JC86998

Sobre a criação do Intimidade das Imagens

Considero essencial o contato com o espectador comum, pois o modo de dançar nesta perspectiva não é usual e poucos tiveram acesso a esta linguagem artística. É próprio da dança-butô causar certo estranhamento e introspecção, mas convida a platéia a refletir sobre sua existência. É um convite ao espectador para repensar seu próprio cotidiano.

No mundo contemporâneo poucas vezes somos levados a estes estados: de reflexão e emoção concomitantes. O hábito urbano das “coisas prontas”, do imediatismo bem como da beleza fácil pode ser criticado por meio da Arte. Este é um dos meus propósitos: buscar comunicação e troca e tentar o acontecimento epifano – não no sentido religioso, mas antes, como um trabalho simbolicamente revelador.

Então não é ao acaso que escolhi o tema “espelho”. Num momento onde o culto ao corpo e à beleza padronizada são valores fortes. Proponho uma maneira singular de olhar-se no espelho, na medida em que a pesquisa corporal, nesta linha de trabalho, convida o dançarino a habitar o próprio corpo, que é único, fazendo contraponto à imagem coletiva de um tipo de espelho padrão que mostra um só rosto.

Para o jogo de espelhamento e dos diálogos do corpo convidei a dançarina Cristina Salmistraro, italiana, radicada no Brasil há 10 anos, a dividir comigo as investigações corporais, improvisações e pesquisa com objetos cênicos em encontros iniciados em meados de agosto de 2005. Cristina tem formação nas técnicas da dança contemporânea e estudos do Kototama (alma dos sons) – uma pesquisa do corpo e os ritmos vitais representados pelos sons – introduzido pelo seu mestre J. Akihiko Tavernier na França. Em comum, treinamos as artes marciais do Kendô (arte da espada de bambu), cujo princípio básico é o encontro em uníssono do movimento, da voz (respiração) e da espada.
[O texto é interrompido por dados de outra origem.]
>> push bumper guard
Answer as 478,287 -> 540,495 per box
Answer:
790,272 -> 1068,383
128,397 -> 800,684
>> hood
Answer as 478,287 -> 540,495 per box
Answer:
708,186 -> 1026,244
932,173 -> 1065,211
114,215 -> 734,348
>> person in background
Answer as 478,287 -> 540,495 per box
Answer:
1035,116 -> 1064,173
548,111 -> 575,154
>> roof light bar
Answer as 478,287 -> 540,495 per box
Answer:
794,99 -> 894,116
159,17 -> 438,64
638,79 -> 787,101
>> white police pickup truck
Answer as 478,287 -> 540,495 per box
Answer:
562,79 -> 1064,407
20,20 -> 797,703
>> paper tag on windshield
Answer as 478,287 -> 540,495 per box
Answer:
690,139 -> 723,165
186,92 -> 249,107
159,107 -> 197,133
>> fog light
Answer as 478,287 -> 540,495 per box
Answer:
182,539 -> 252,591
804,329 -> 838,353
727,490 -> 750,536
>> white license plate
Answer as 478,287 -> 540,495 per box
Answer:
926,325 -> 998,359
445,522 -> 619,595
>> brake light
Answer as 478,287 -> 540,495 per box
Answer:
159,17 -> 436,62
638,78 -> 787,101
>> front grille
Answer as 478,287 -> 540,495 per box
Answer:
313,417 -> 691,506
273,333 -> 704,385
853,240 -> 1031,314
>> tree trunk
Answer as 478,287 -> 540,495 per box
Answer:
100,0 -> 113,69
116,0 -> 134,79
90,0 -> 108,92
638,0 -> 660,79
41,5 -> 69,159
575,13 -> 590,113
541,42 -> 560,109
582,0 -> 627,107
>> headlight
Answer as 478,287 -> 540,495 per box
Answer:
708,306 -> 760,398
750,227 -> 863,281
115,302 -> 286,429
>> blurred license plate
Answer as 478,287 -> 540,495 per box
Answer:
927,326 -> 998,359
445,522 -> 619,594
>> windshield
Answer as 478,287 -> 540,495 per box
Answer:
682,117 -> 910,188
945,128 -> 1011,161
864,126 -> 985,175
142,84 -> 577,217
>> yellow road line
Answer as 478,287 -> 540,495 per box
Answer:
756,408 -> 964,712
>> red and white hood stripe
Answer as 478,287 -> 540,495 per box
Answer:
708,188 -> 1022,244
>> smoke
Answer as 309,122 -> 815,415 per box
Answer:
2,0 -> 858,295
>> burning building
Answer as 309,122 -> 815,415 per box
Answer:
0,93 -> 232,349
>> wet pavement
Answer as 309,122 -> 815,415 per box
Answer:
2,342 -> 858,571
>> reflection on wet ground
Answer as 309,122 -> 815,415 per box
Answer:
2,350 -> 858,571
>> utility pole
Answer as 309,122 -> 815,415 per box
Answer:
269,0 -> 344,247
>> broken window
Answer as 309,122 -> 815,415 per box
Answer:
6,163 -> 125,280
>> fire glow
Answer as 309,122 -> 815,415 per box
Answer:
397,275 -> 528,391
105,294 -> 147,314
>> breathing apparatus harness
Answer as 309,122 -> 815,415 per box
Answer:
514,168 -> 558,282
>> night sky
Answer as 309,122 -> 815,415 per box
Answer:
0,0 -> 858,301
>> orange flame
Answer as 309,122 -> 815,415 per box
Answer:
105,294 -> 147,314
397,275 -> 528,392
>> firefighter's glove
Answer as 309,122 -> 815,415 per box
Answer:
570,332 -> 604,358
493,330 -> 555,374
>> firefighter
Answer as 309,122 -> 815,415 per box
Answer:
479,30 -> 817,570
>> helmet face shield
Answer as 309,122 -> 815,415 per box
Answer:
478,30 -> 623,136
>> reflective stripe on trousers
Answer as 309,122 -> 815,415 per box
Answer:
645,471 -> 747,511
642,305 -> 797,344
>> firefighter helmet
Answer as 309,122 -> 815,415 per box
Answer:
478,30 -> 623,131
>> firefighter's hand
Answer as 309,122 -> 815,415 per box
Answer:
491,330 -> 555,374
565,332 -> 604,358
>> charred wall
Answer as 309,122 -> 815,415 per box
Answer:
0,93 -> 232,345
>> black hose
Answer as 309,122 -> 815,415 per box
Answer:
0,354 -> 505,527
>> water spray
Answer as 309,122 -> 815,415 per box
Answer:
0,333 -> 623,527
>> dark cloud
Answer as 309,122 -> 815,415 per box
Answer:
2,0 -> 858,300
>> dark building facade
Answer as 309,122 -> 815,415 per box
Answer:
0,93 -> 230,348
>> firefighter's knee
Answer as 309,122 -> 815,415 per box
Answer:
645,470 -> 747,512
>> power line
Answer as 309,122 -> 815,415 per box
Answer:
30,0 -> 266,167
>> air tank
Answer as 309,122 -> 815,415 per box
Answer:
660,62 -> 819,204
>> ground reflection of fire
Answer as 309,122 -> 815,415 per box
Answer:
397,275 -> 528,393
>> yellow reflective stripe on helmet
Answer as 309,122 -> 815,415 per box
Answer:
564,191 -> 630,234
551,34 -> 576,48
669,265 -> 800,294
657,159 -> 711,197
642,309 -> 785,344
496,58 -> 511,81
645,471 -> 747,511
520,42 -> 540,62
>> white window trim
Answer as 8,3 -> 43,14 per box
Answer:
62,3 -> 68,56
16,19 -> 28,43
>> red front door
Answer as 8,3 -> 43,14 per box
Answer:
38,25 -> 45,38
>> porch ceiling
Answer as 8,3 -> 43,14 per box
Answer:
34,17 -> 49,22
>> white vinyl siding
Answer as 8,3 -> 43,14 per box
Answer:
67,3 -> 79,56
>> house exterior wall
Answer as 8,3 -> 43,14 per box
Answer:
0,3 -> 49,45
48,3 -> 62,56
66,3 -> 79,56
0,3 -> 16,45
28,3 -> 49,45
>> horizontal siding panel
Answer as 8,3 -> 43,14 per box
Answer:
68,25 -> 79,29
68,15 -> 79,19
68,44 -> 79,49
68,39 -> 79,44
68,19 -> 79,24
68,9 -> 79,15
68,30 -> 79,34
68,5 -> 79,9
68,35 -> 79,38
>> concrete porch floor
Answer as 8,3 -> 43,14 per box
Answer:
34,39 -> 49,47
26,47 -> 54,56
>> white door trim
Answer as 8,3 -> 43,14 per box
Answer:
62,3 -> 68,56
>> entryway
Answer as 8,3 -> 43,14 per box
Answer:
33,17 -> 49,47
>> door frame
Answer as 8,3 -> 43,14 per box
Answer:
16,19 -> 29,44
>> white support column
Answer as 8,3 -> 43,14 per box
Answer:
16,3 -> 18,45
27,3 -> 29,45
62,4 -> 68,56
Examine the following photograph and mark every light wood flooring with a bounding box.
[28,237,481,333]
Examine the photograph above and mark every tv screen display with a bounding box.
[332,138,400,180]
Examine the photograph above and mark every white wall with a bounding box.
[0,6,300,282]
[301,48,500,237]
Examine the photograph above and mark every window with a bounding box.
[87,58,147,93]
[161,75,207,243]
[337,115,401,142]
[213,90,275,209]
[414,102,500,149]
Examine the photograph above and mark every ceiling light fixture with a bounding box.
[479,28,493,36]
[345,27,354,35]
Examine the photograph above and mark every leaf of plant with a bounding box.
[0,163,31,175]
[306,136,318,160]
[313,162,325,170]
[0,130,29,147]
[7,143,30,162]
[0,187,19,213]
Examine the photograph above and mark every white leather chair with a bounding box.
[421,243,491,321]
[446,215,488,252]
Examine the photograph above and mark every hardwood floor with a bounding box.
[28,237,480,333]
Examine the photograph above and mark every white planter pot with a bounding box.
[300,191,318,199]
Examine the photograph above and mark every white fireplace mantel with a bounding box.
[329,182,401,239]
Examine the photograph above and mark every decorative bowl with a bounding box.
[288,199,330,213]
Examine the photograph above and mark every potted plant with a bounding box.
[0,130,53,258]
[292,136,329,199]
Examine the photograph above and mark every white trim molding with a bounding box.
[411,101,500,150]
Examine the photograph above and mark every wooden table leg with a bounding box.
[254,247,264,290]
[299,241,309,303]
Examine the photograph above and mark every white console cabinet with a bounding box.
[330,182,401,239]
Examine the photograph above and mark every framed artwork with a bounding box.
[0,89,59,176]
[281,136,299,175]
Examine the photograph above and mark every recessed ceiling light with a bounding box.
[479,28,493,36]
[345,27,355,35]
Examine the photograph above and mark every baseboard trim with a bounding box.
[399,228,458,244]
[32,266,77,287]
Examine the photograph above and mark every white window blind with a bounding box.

Movimento e não-movimento, tensão e relaxamento, o conceito oriental de tempo-espaço, o tempo suspenso, o tempo dilatado, treino das imagens, determinadas posturas que modificam a tensão muscular e faz o dançarino atingir estados de maior densidade rompendo com o cotidiano pequeno de nossas vidas, exercícios que levam o dançarino a transgredir seus limites físicos e mentais são noções que carrego comigo para a sensibilização e preparação do corpo para a dança.

Em nossas investigações confrontamos o espelho da maneira como é visto no mundo ocidental como mero reprodutor de formas, à maneira oriental. Sob esta perspectiva o espelho está dentro do corpo e tem o intuito de captar a imagem e deixá-la transparecer no corpo através de sensações, gerando movimentos genuínos. “Se dentro de nós há algo para se conhecer, este algo é parecido com o silencio. Aí tudo deixa de ser uma simples aparência e o corpo reencontra o antigo e o desconhecido”, diz Cristina Salmistraro.

“A cenografia foi constituída a partir das necessidades surgidas das improvisações e cenas. É quase uma anti-cenografia, formada pelos elementos que as dançarinas usam. Um espaço neutro, no qual a única construção é a substituição das cortinas de veludo da “caixa preta” de cena por outra, cenográfica, feita de papel, espaço neutro, mas pleno de sugestões. Uma gruta, espécie de lugar primitivo e acolhedor, ao mesmo tempo bruto e suave, no qual se desenvolve a ação. A espacialidade é o elemento mais forte deste cenário.” (Ulisses Cohn).

“O projeto de iluminação baseou-se desde o primeiro ensaio: delicadeza e vigor, beleza e deformidade, harmonia e caos. A luz do espetáculo busca esta duplicidade: toda imagem está sujeita a diferentes interpretações, pontos de vista. Para não reduzir esta possibilidade a luz é construída a cada nova montagem, em busca de seu íntimo.” (André Boll).

Convidei Marilda Alface para fazer uma assistência, um olhar externo, uma vez que estar dentro e fora do trabalho é tarefa difícil de ser realizada. Segundo Marilda, “fazer este “olhar de fora”, como disse Emilie, sensivelmente, está sendo muito mais que um simples trabalho. É o resgate de momentos únicos com Takao, Denilto, Felicia… shiro-san… E é através do olhar dessas íntimas imagens que vejo a continuidade da obra de Takao Kusuno. Sinto-me presenteada.”